Laut Mitteilung gehe es um ein Verhalten, das "gegen die Regeln und Werte des finnischen Teams" verstoße. "Die Angelegenheit wird unmittelbar nach den Olympischen Spielen in Mailand mit Igor besprochen", erklärte Marleena Valtasola, Geschäftsführerin des finnischen Skiverbandes.

"Es tut mir sehr leid"

Der Coach der finnischen Männer entschuldigte sich bereits nach seinem Vergehen. "Ich habe einen Fehler gemacht. Es tut mir sehr leid. Ich möchte mich beim gesamten finnischen Team, den Athleten und auch den Fans entschuldigen", sagte Medved laut der Mitteilung. "Ich wünsche dem Team Ruhe und Frieden, damit es sich auf die Olympischen Spiele konzentrieren kann."

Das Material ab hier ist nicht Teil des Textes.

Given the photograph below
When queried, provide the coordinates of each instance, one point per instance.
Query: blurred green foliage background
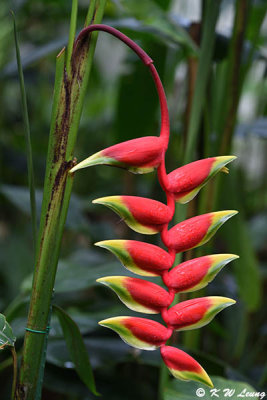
(211, 57)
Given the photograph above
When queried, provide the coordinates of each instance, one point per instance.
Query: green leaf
(76, 349)
(27, 137)
(6, 335)
(19, 196)
(238, 239)
(184, 391)
(153, 16)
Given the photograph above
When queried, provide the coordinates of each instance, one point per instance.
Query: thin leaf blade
(77, 349)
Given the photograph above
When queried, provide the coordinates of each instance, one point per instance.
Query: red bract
(139, 332)
(139, 156)
(197, 273)
(195, 313)
(195, 231)
(149, 216)
(139, 295)
(139, 257)
(183, 366)
(185, 182)
(142, 215)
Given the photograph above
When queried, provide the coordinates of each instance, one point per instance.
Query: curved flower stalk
(149, 216)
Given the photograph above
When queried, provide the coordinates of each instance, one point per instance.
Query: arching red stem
(165, 125)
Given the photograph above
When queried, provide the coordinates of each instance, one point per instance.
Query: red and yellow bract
(148, 216)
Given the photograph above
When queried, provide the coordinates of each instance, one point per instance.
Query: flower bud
(195, 313)
(137, 294)
(185, 182)
(139, 257)
(139, 156)
(195, 231)
(141, 333)
(143, 215)
(183, 366)
(195, 274)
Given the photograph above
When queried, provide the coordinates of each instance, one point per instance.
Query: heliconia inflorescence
(149, 216)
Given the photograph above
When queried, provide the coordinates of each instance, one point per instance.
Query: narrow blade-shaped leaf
(77, 349)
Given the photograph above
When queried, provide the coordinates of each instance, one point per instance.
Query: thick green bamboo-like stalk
(67, 106)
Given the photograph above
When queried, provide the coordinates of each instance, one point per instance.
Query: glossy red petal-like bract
(187, 274)
(148, 294)
(141, 152)
(149, 257)
(189, 176)
(148, 330)
(183, 366)
(195, 313)
(189, 233)
(195, 274)
(148, 212)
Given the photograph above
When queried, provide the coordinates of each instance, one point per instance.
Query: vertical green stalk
(15, 371)
(67, 106)
(205, 60)
(27, 137)
(72, 32)
(204, 66)
(234, 69)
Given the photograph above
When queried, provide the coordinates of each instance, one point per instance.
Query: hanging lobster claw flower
(195, 313)
(194, 232)
(141, 258)
(137, 294)
(195, 274)
(183, 366)
(139, 156)
(185, 182)
(143, 215)
(141, 333)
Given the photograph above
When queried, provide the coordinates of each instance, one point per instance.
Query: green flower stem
(67, 106)
(73, 20)
(15, 371)
(27, 137)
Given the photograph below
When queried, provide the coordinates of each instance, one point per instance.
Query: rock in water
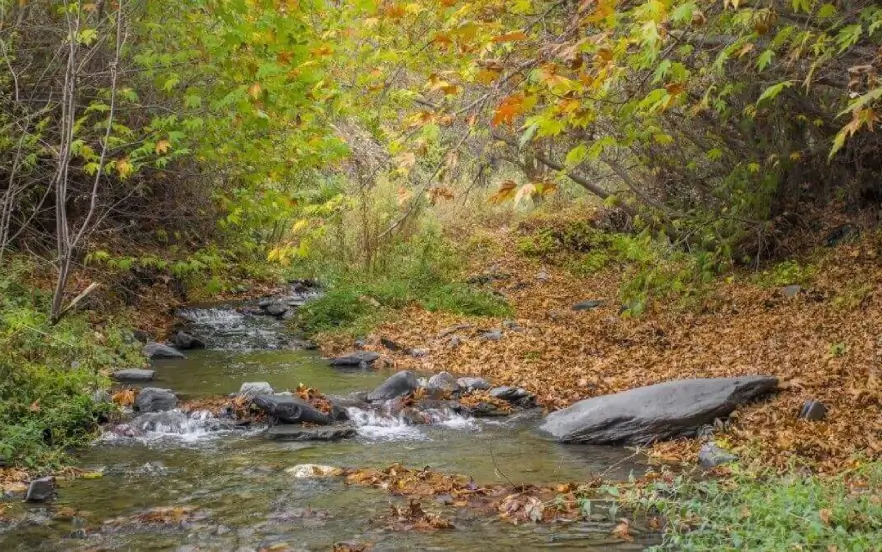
(442, 383)
(184, 341)
(299, 433)
(654, 413)
(251, 389)
(473, 384)
(133, 375)
(355, 358)
(290, 410)
(276, 309)
(397, 385)
(711, 456)
(41, 490)
(514, 395)
(154, 399)
(158, 350)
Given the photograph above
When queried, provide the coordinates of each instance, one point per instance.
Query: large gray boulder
(290, 410)
(134, 375)
(656, 412)
(41, 490)
(158, 350)
(154, 399)
(397, 385)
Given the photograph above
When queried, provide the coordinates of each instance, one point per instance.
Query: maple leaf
(508, 109)
(622, 530)
(506, 191)
(510, 37)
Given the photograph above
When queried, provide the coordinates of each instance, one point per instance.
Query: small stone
(513, 395)
(251, 389)
(276, 308)
(355, 358)
(41, 490)
(473, 384)
(399, 384)
(512, 325)
(158, 350)
(791, 291)
(133, 375)
(710, 456)
(154, 399)
(813, 411)
(589, 304)
(389, 344)
(185, 341)
(442, 383)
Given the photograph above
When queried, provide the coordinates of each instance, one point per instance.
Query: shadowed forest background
(709, 171)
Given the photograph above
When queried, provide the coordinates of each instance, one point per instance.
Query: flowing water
(231, 488)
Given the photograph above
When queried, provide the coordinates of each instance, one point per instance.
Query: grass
(752, 511)
(427, 274)
(49, 374)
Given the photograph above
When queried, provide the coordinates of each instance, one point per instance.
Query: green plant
(786, 273)
(758, 511)
(49, 374)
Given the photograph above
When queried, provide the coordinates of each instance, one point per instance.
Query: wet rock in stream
(158, 350)
(41, 490)
(154, 399)
(133, 375)
(399, 384)
(290, 410)
(185, 341)
(356, 358)
(656, 412)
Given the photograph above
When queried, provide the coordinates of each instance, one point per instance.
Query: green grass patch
(770, 512)
(49, 374)
(425, 273)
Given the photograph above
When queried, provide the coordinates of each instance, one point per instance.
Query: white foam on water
(170, 426)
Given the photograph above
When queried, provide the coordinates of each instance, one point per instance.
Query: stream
(232, 484)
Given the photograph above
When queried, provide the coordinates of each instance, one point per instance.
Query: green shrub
(769, 512)
(48, 374)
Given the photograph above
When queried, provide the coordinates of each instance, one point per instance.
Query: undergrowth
(49, 374)
(752, 511)
(653, 268)
(425, 272)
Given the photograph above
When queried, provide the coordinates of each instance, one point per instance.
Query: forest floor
(824, 343)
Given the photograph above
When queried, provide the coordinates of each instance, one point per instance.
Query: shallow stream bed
(231, 492)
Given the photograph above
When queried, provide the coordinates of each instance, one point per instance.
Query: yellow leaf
(506, 191)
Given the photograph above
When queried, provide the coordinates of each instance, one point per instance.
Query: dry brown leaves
(413, 518)
(824, 344)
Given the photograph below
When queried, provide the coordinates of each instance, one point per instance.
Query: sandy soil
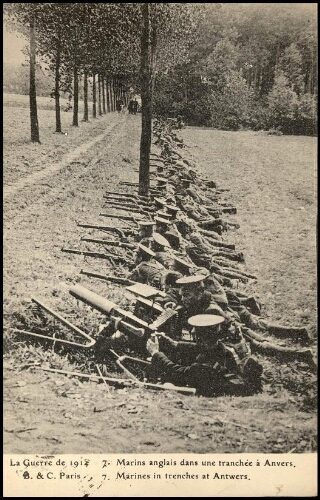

Die Skispringer-Mannschaft sollte am Donnerstag eine Pressekonferenz zu den bevorstehenden Wettkämpfen abhalten, aber die Veranstaltung wurde abgesagt. Für die restlichen Wettkämpfe im Einzel- und im Teamwettbewerb von der Großschanze wird Lasse Moilanen das Männer-Team begleiten, mit Unterstützung von Frauen-Coach Ossi-Pekka Valta sowie Sportdirektor Petter Kukkonen.

Im Schatten des sensationellen Triumphs des Deutschen Philipp Raimund hatte das finnische Team auf der Normalschanze einen guten Wettkampf geliefert. Die seit Jahren arg gebeutelte einstige Vorzeige-Springernation schaffte es immerhin mit drei Springern in den Finaldurchgang. Vilho Palosaari wurde 14. - und platzierte sich damit vor dem deutschen Ex-Olympiasieger Andreas Wellinger (18.).